After creating the table, Pandas creates a large `INSERT` query and runs it to insert the values into the table. We can customize the behavior of the to_sql method using its parameters. For example, if we wanted to append rows to an existing SQLite table instead of creating a new one, we can set the `if_exists` parameter to `"append"`. By default, if_exists is set to "fail" and no rows will be inserted if we specify a table name that already exists. 
### If we're inserting a large number of records into SQLite and we want to break up the inserting of records into chunks, we can use the chunksize parameter to set the number of rows we want inserted each time.

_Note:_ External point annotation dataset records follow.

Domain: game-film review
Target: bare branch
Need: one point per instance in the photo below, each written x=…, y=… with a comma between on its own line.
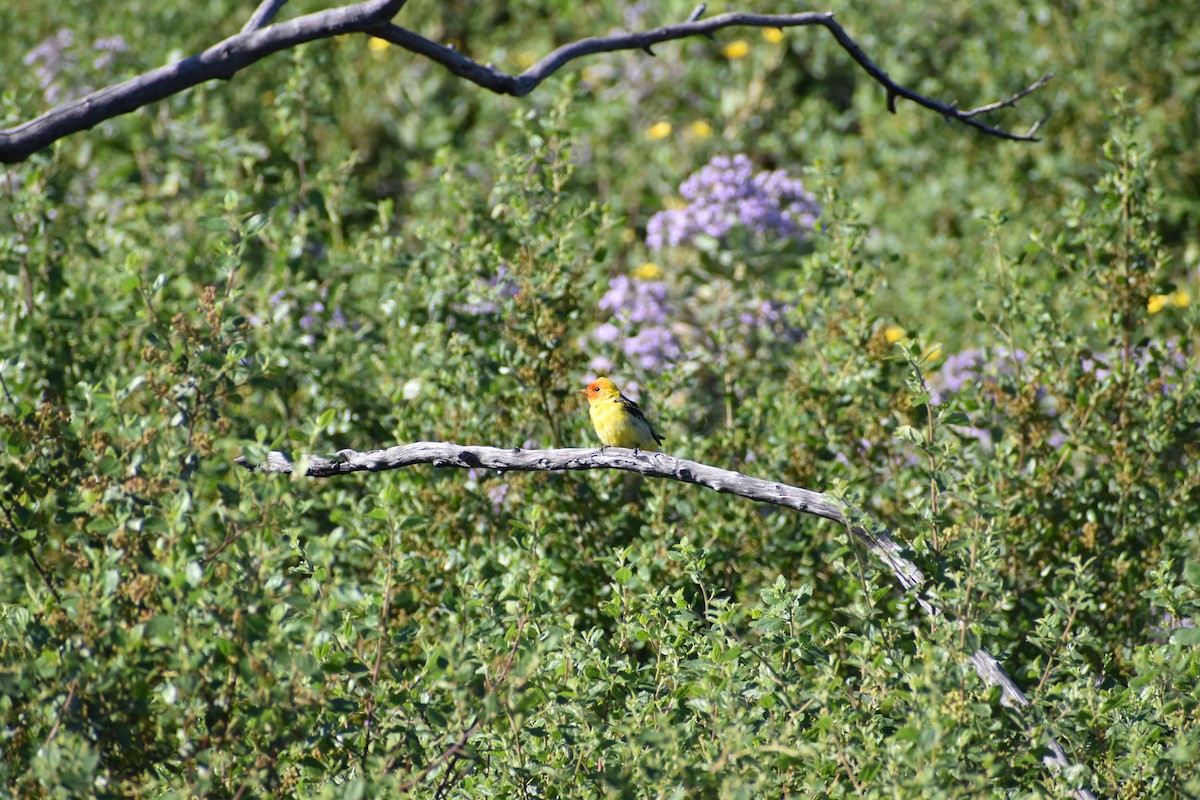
x=652, y=464
x=655, y=464
x=222, y=60
x=257, y=41
x=1012, y=101
x=263, y=14
x=489, y=77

Since we're creating a database from scratch, **we need to create a database file first so we can connect to it and export our data**. To create a new database file, we use the sqlite3 library to connect to a file path that doesn't exist yet. **If Python can't find the file we specified, it will create it for us and treat it as a SQLite database file**. <br>

SQLite doesn't have a [special file format](http://stackoverflow.com/questions/808499/what-is-the-best-extension-name-sqlite-database-files) and you can use any file extension you'd like when creating a SQLite database. We generally use the .db extension, which isn't a file extension that's generally used for other applications.

#### instructions

Create the SQLite database nominations.db and connect to it.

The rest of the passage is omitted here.